Super bloom 2024? California wildflower blooms are shaping up to be spectacular.
The West has seen months of torrential rains, flooding and mudslides. Now the rainbow comes: red, blue, purple and golden flowers covering mile upon mile of wildland with colors so vivid that they could be seen from space last year.
The show is expected to draw crowds as the floral kaleidoscope sweeps up from South to North with the coming spring.
Wildflower blooms are usually especially stunning after a wet winter in the frequently dry West. Because last year was also a rainy year, this year's bloom could be even more spectacular — what's colloquially often called a "superbloom."
“Things are pointing to a good bloom year,” said Dan McCamish, natural resources manager with the Colorado Desert District of the California State Parks.
While it’s impossible to say 100% that there will be a big year for the desert to flower, the chances are high, said McCamish.
He’s been compiling rainfall totals over the last 11 years. So far three of those have had extremely above-average precipitation – 2016/2017, 2019/2020 and 2023/2024.
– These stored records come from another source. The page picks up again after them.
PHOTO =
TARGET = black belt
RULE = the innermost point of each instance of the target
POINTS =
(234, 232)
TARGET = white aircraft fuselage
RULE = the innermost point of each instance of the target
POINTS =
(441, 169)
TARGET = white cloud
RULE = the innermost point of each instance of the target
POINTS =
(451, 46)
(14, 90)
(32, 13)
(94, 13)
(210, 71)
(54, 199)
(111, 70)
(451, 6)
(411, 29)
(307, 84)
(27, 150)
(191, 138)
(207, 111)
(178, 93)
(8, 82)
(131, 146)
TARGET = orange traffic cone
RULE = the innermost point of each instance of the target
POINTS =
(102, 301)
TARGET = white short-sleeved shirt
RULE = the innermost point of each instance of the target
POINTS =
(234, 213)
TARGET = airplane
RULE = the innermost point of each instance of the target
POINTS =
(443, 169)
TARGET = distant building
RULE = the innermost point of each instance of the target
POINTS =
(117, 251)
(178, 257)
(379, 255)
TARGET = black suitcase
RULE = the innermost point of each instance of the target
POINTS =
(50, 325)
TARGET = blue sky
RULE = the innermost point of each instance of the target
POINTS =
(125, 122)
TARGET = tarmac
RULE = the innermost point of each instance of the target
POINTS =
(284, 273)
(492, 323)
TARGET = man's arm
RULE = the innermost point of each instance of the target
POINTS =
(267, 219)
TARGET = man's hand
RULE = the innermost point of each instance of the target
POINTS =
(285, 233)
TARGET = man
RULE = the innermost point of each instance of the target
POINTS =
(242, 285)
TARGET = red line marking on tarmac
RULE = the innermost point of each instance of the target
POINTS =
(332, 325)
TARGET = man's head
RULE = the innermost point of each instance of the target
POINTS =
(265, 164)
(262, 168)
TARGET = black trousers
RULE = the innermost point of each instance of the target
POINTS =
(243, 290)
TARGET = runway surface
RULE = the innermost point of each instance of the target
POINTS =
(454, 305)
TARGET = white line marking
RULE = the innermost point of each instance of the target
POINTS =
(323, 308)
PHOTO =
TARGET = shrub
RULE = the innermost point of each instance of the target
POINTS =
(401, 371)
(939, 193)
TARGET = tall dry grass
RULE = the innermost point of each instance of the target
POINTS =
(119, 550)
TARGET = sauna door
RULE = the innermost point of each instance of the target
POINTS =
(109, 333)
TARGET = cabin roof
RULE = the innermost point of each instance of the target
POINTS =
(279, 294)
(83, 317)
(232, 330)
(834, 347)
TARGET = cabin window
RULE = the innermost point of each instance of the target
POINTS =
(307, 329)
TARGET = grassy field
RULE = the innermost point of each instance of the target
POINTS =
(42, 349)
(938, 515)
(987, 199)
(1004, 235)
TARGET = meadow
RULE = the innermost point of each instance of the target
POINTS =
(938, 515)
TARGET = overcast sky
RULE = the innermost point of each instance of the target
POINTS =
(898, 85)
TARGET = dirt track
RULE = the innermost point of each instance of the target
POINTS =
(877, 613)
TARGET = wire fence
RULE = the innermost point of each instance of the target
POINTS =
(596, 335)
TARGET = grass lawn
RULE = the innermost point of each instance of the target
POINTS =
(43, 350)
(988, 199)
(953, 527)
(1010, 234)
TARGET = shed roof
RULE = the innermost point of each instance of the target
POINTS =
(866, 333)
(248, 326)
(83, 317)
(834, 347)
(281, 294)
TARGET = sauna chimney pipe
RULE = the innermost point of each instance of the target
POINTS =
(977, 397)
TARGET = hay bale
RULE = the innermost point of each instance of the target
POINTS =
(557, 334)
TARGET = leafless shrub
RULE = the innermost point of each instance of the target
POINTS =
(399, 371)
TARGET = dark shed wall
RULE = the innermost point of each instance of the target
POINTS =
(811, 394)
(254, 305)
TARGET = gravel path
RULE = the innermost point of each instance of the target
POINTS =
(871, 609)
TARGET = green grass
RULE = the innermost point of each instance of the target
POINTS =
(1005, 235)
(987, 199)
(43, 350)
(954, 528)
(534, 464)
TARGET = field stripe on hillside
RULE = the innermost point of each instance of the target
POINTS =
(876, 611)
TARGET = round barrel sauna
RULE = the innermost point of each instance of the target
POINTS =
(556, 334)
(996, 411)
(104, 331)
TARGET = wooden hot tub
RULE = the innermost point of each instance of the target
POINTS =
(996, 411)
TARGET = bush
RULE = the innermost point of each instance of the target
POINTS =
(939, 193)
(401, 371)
“In the previous two years where we have been so high above our rain average total, we have had an outstanding bloom, where we have seen those carpets of flowers,” he said.
Some areas of the Anza-Borrego Desert State Park have already begun to boom. The park has created an interactive map for visitors.
“We're just starting the kick-off of the winter annual flower season and I expect it will run to the beginning of April,” he said.
Blooming wildflowers could include lupine, coreopsis, desert sunflowers, evening or brown-eyed primroses, desert bells, desert poppies and desert lilies, according to the California State Parks.
The phenomenon occurs across the West, in Arizona, New Mexico, and up and down California. But the largest areas tend to be in the southern part of the state, in places like Death Valley, the Carrizo Plain and Antelope Valley. (In Death Valley, the National Park Service said last month they were expecting a good bloom, but not quite a "superbloom.")
Not every area will bloom — it depends on how much rain it got in the last year.
Areas where superblooms occur are often dry areas where plant species are primed to take advantage of wet conditions where the land suddenly become lush and fertile. If things stay dry, their seeds remain dormant, opting out of germinating. But when a wet year comes and then the soil warms, they burst forth in a dazzling display, growing blooming, spreading their seeds in an explosion of life before quickly dying when the hot, dry summer makes the soil inhospitable again.
The blooms typically begin in mid-March and run into May and sometimes June. To find the best viewing areas, the California Department of Parks and Recreation has a page online that covers what's blooming and where.
Don't doom the bloom
To protect the fragile lands where the flowering take place, it's important to stay on designated trails, avoid trampling the plants and only take pictures – picking the flowers is not only prohibited but means they can’t set seed to bloom again.
"We say, 'Don't Doom the Bloom,'" McCamish said. “These are very fragile flowers and ecosystems."
Too often when visitors visit an area of especially strong bloom, they crowd the roadways, sometimes stopping and leaving their cars to take photos, walking into fields and crushing the very thing they’ve come to see.
At times officials have had to close off hiking trails and areas of especially strong bloom because the crowds were doing so much damage to delicate wildland areas. They've even handed out fines and threatened those harming areas with arrest.
Even when they're open, park officials caution that many areas where the blooms are happening are remote. Cell coverage can be spotty or non-existent and GPS may not work. When it does, it might be on dirt roads that require 4-wheel drive vehicles.
It’s imperative that visitors help protect the plants so they can live to make more flowers in the future, said McCamish.
“These are very fragile flowers and ecosystems,” he said. “Be mindful of where you step, try to avoid stepping on the plants and the flowers.”